City Energy
- Founded: 1861; 165 years ago
- Key people: Perry Ong (CEO)

= City Energy =

City Energy Pte Ltd, formerly known as City Gas Pte Ltd, founded as Singapore Gas Company in 1861, is the producer and retailer of piped town gas in Singapore. It is a fully owned subsidiary of Keppel Corporation.

== History ==
In 1861, the Singapore Gas Company was established in 1861 to provide piped gas to light Singapore’s streets. In the following year, the company built Kallang Gasworks, located at Kallang Basin in Kampung Bugis, which produced gas from coal. Coal from mines in Australia was shipped to the Gasworks via the Rochor and Kallang rivers.

In 1901, Singapore Gas Company was bought by the Municipal Commission.

City Energy has a production facility in Singapore, Senoko Gasworks, equipped with a capacity of 1.6 million m^{3} per day.

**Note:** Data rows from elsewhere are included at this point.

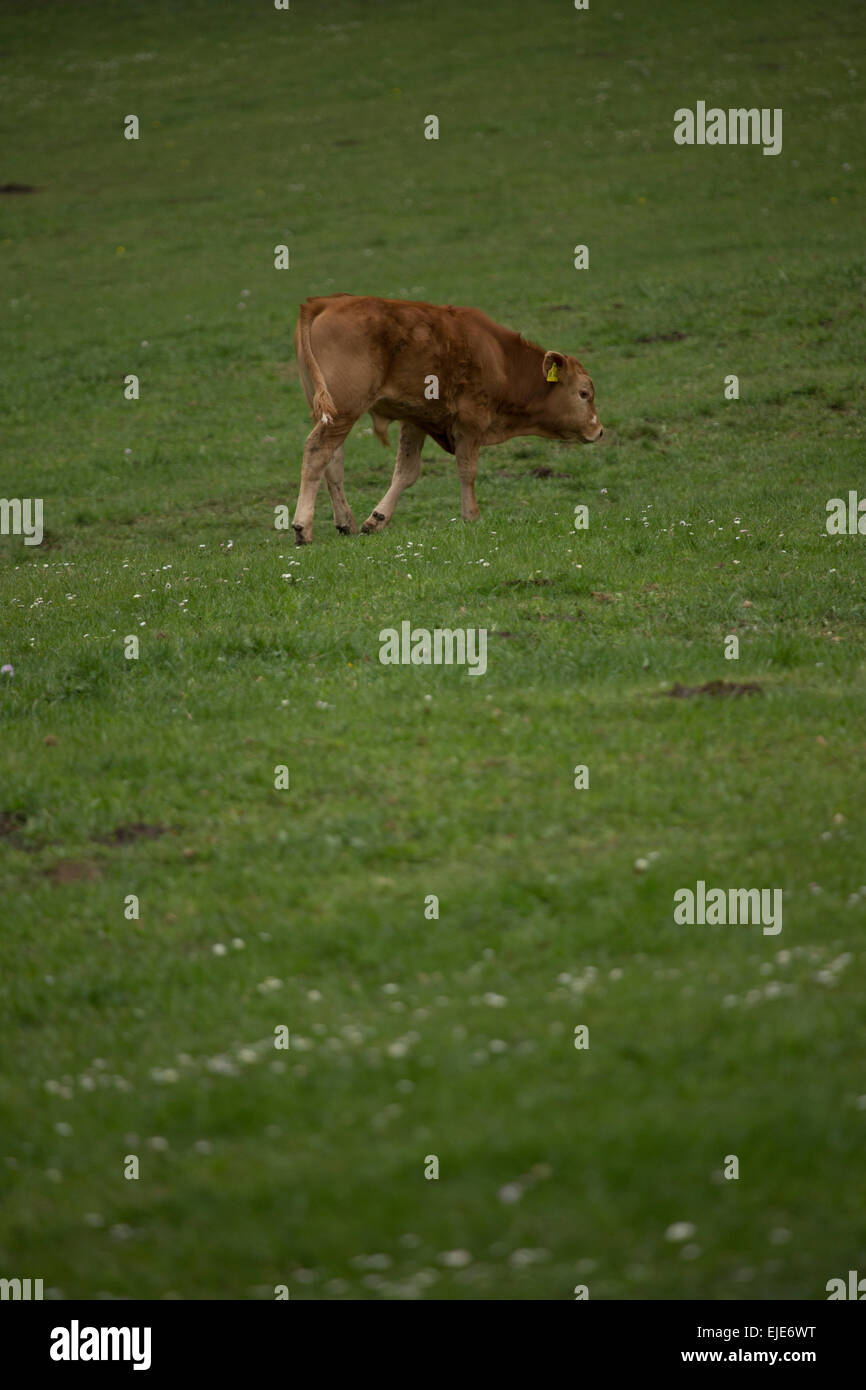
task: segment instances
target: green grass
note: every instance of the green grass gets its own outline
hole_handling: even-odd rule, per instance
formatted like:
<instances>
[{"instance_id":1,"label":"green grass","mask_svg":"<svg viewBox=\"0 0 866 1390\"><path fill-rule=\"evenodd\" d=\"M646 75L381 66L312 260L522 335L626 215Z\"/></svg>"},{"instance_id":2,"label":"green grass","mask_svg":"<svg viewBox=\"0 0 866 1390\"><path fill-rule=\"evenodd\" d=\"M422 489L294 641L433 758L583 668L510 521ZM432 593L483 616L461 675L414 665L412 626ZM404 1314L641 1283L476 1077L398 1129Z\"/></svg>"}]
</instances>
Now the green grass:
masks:
<instances>
[{"instance_id":1,"label":"green grass","mask_svg":"<svg viewBox=\"0 0 866 1390\"><path fill-rule=\"evenodd\" d=\"M0 495L46 539L0 538L4 1277L864 1268L866 541L824 528L866 494L863 8L617 3L6 16L0 182L38 191L0 197ZM782 107L782 153L675 146L698 99ZM330 290L579 355L604 444L487 451L474 527L428 444L385 534L322 495L296 552L291 334ZM362 519L393 451L365 419L346 455ZM381 665L404 619L486 627L487 674ZM762 693L661 693L718 679ZM782 933L676 926L699 878L782 888Z\"/></svg>"}]
</instances>

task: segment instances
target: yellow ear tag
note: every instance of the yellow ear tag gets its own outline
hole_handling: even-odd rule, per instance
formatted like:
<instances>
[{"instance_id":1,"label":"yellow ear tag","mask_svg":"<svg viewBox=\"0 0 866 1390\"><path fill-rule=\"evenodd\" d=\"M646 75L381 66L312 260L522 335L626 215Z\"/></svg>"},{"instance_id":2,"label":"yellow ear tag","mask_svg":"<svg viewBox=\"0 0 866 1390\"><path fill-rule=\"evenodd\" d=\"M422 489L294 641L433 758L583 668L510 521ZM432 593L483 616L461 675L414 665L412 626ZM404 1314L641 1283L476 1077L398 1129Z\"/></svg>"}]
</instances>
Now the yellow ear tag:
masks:
<instances>
[{"instance_id":1,"label":"yellow ear tag","mask_svg":"<svg viewBox=\"0 0 866 1390\"><path fill-rule=\"evenodd\" d=\"M547 380L548 380L548 381L559 381L559 372L558 372L558 370L557 370L557 366L556 366L556 363L555 363L555 362L554 362L553 366L551 367L550 371L547 373Z\"/></svg>"}]
</instances>

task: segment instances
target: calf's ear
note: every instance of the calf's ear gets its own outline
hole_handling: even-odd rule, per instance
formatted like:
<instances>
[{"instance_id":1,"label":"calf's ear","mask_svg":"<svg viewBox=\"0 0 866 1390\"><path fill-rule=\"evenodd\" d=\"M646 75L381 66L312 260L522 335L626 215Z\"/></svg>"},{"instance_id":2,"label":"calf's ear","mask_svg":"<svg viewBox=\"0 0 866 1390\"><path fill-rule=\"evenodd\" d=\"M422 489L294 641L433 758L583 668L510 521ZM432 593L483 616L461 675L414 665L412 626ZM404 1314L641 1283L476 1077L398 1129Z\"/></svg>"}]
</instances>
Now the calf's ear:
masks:
<instances>
[{"instance_id":1,"label":"calf's ear","mask_svg":"<svg viewBox=\"0 0 866 1390\"><path fill-rule=\"evenodd\" d=\"M545 381L562 381L565 376L565 358L561 352L546 352L541 369Z\"/></svg>"}]
</instances>

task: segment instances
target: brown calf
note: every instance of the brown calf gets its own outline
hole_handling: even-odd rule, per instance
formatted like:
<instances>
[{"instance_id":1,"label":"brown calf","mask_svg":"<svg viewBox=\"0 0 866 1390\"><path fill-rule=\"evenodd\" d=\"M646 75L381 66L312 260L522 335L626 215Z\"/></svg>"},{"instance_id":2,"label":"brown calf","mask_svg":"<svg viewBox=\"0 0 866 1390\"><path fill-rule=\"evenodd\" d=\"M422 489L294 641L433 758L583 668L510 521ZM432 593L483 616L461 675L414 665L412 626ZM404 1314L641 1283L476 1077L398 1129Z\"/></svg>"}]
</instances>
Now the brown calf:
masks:
<instances>
[{"instance_id":1,"label":"brown calf","mask_svg":"<svg viewBox=\"0 0 866 1390\"><path fill-rule=\"evenodd\" d=\"M365 411L383 443L389 422L399 420L400 442L391 486L362 531L381 531L391 520L421 472L425 435L456 455L463 519L475 521L483 445L527 434L592 444L603 434L592 381L577 358L545 352L479 309L352 294L308 299L295 352L315 422L292 522L298 545L313 539L323 477L337 530L357 531L343 491L343 444Z\"/></svg>"}]
</instances>

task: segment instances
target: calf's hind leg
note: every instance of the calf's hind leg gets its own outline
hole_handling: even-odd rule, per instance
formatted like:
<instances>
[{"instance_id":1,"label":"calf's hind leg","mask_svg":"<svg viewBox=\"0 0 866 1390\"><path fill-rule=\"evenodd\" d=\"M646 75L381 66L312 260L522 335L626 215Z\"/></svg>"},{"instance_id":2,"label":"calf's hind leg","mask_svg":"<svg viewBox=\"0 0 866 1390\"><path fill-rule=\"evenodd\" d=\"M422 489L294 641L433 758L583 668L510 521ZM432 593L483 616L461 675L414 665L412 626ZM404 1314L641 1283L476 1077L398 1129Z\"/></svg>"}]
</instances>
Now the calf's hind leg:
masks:
<instances>
[{"instance_id":1,"label":"calf's hind leg","mask_svg":"<svg viewBox=\"0 0 866 1390\"><path fill-rule=\"evenodd\" d=\"M334 450L334 457L325 469L325 482L331 494L334 508L334 525L344 536L356 536L358 523L352 515L352 508L346 500L343 489L343 445Z\"/></svg>"},{"instance_id":2,"label":"calf's hind leg","mask_svg":"<svg viewBox=\"0 0 866 1390\"><path fill-rule=\"evenodd\" d=\"M313 539L313 513L322 478L338 450L342 455L343 442L354 423L354 419L347 421L345 416L327 422L320 420L307 435L304 444L304 462L301 467L298 503L292 518L297 545L309 545ZM328 486L330 487L330 479ZM342 483L340 490L342 492ZM331 495L333 496L333 493ZM343 500L345 501L345 496ZM346 503L347 510L348 505Z\"/></svg>"}]
</instances>

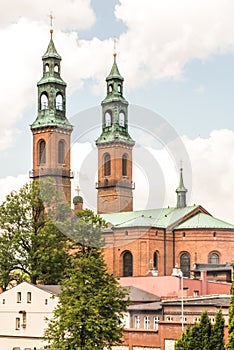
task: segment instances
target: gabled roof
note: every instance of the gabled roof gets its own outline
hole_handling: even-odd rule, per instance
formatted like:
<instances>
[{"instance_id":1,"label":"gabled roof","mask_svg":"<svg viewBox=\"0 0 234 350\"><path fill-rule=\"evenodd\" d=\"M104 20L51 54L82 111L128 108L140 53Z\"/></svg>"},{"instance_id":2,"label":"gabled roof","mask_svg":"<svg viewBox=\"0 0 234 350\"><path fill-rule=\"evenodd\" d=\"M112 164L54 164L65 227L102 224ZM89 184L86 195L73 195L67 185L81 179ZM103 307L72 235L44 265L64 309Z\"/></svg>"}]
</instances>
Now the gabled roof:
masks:
<instances>
[{"instance_id":1,"label":"gabled roof","mask_svg":"<svg viewBox=\"0 0 234 350\"><path fill-rule=\"evenodd\" d=\"M147 310L147 311L157 311L162 309L162 303L159 301L153 303L145 303L145 304L134 304L128 307L129 311L135 310Z\"/></svg>"},{"instance_id":2,"label":"gabled roof","mask_svg":"<svg viewBox=\"0 0 234 350\"><path fill-rule=\"evenodd\" d=\"M134 286L127 286L122 288L129 290L129 300L133 303L134 302L146 303L146 302L160 301L160 298L157 295L146 292Z\"/></svg>"},{"instance_id":3,"label":"gabled roof","mask_svg":"<svg viewBox=\"0 0 234 350\"><path fill-rule=\"evenodd\" d=\"M114 228L156 227L167 229L197 212L205 212L209 216L204 208L194 205L185 208L159 208L101 214L101 217L111 223Z\"/></svg>"},{"instance_id":4,"label":"gabled roof","mask_svg":"<svg viewBox=\"0 0 234 350\"><path fill-rule=\"evenodd\" d=\"M234 229L234 225L200 212L175 227L176 230L192 228Z\"/></svg>"},{"instance_id":5,"label":"gabled roof","mask_svg":"<svg viewBox=\"0 0 234 350\"><path fill-rule=\"evenodd\" d=\"M58 295L61 292L61 287L58 285L42 285L42 284L38 284L36 285L37 288L44 290L45 292L49 292L53 295Z\"/></svg>"}]
</instances>

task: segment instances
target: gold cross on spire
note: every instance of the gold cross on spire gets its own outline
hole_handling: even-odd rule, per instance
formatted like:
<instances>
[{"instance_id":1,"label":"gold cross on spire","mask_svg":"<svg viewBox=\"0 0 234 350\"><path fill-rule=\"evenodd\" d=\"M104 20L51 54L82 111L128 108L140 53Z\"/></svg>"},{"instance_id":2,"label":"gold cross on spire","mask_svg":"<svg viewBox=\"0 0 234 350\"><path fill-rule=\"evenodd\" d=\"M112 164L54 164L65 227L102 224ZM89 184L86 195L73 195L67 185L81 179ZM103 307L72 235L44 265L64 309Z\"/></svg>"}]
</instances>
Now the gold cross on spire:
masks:
<instances>
[{"instance_id":1,"label":"gold cross on spire","mask_svg":"<svg viewBox=\"0 0 234 350\"><path fill-rule=\"evenodd\" d=\"M182 159L180 160L180 169L181 170L183 169L183 161L182 161Z\"/></svg>"},{"instance_id":2,"label":"gold cross on spire","mask_svg":"<svg viewBox=\"0 0 234 350\"><path fill-rule=\"evenodd\" d=\"M52 15L52 11L50 12L50 15L48 17L50 18L50 34L51 34L51 38L52 38L52 34L53 34L53 19L55 19L55 17Z\"/></svg>"},{"instance_id":3,"label":"gold cross on spire","mask_svg":"<svg viewBox=\"0 0 234 350\"><path fill-rule=\"evenodd\" d=\"M117 46L117 38L116 37L114 37L114 57L116 57L116 55L117 55L117 53L116 53L116 46Z\"/></svg>"},{"instance_id":4,"label":"gold cross on spire","mask_svg":"<svg viewBox=\"0 0 234 350\"><path fill-rule=\"evenodd\" d=\"M77 186L76 189L75 189L75 191L77 192L77 196L79 196L79 194L80 194L80 187Z\"/></svg>"}]
</instances>

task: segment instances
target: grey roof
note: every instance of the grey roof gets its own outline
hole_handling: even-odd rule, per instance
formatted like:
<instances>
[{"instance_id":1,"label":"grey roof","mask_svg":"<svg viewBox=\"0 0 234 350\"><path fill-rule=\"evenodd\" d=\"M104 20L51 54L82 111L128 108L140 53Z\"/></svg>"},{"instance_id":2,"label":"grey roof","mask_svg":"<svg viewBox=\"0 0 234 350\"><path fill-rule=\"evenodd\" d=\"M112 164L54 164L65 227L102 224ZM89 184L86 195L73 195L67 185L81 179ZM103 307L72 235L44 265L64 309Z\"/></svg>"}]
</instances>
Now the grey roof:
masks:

This is the sole facility producing town gas in Singapore. City Energy uses the gas pipeline network owned by PowerGas, a subsidiary of SP Group, to supply town gas to its customers.

City Gas was renamed as City Energy on 1 December 2021.

As of 2021, City Energy has approximately 870,000 residential, commercial and industrial customers in Singapore. City Energy provides town gas pipe installation and town gas supply activation services. The maintenance and retail of gas appliances and solutions are also services offered by the company.